I had not been at a mock trial meet until last year when Maddie and about one-fourth of the student body of her high school joined the mock trial team.

Here’s how it works. A “case” is put together at the state level in which a person is accused of a crime. Each mock trial team gets information about the case, including facts about the suspect, names of witnesses, facts about them and also evidence gathered on the case.

There are “lawyers” on the team who study the case and write up opening and closing statements and also questions for the witnesses. There are then “witnesses”— mock trial members who also study the facts of the case and portray one of the witnesses.

The mock trial competitions are held in real courtrooms, and usually a real judge holds court with real attorneys sitting as the “jury” and judging how the teams do.

The opening statements are made by two competing mock trial teams. They’re dressed as attorneys and have papers strewn on their tables like typical attorneys. They have lots of notes because they don’t know if they’re going to be the prosecutors or the defenders when they get to the competition.

If they draw the prosecution card, the witnesses on the team take on the identity of the prosecution. If they are assigned as the defense, their witnesses now are the witnesses for the defense — completely different people.

So the witnesses have to know how to answer questions on the witness stand from the viewpoint of two different people. The attorneys have to know the holes of both the prosecution and defense so they can win the case against the opposing team, whichever side they’re on.

It’s very entertaining to watch. The mock trial attorneys give very good opening statements to the judge and jury and expertly present exhibits that will help their case. The witnesses use their acting skills to take on the personality of whichever witness they’re supposed to be. Then there’s objections and cross examination.
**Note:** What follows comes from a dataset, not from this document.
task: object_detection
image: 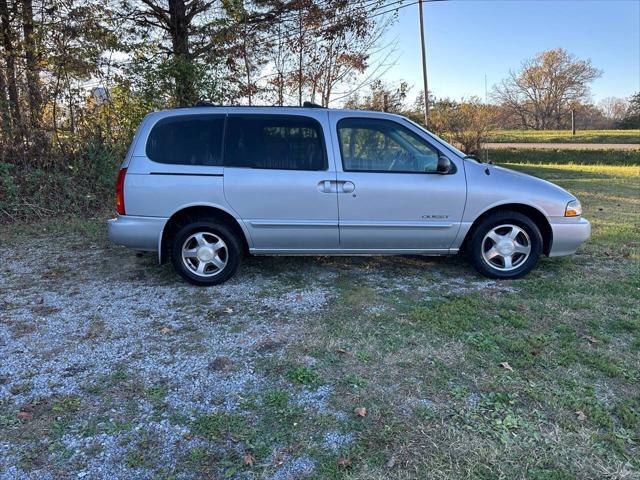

It gets to be quite the show.

All four teams of Maddie’s high school mock trial team advanced to the next level. This week they have been practicing different defenses and accusations not knowing who they’ll be for or against. If they win the next level they’ll compete against high school teams usually much larger than theirs. At least one of their teams usually gets to the highest level of competition in the state.

If you want to learn more about how a court case works and want to see kids use their debating, acting and extemporaneous speaking skills, attend a mock trial meet. It’s such a good experience, I don’t even mind that Maddie wins all the arguments I have with her.